In the big debate on the nature of China, Smith, Butovsky and Watterton do not dodge the issue. I quote at length: “China is not now and never has been fully socialist. Rather, it is best understood as a transitional socio-economic formation, one that has combined elements of capitalism and socialism since the victory of the Chinese revolution in 1949. To be sure, the balance of these elements has shifted massively over time, and there is unquestionably a very real possibility that the capitalist elements may yet prevail over the socialist ones. But a convincing case has not yet been made that a “capitalist counter-revolution” has already occurred. The thesis that China has been completely reabsorbed into world capitalism, that the Chinese party-state bureaucracy is now an instrument of capitalist class rule and that the Chinese economy is subordinate to the law of value is simply not credible. What’s more, to credit China’s rapid economic development and modernization to the restoration of capitalism is to give considerable ground to those who reject the Marxist thesis that, by the twentieth century, capitalist social relations had become a brake on the development of the productive forces of humankind.”

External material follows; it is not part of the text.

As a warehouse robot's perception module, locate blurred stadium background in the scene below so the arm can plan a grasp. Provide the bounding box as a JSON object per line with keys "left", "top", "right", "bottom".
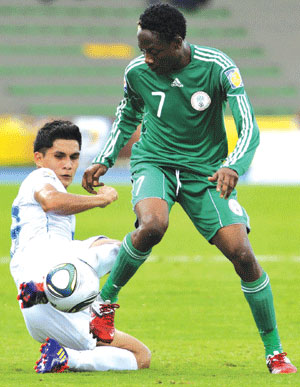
{"left": 0, "top": 0, "right": 300, "bottom": 184}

As humanity faces impending disaster from global warming and climate change, Smith, Butovsky and Watterton pose what they call “a difficult paradox” for socialists. “In order to win a world in which we can truly realize our most authentic human capacities, we need to act in ways that are hard-headed, strategic and disciplined. Capitalism cannot be reformed, tweaked or reoriented. Rather, it must be replaced … and that, quite simply, will be no easy task. The existing capitalist ruling classes will do everything in their power to prevent the destruction of the system to which they are wed. We must be no less determined in our efforts to prevent them from having their way.”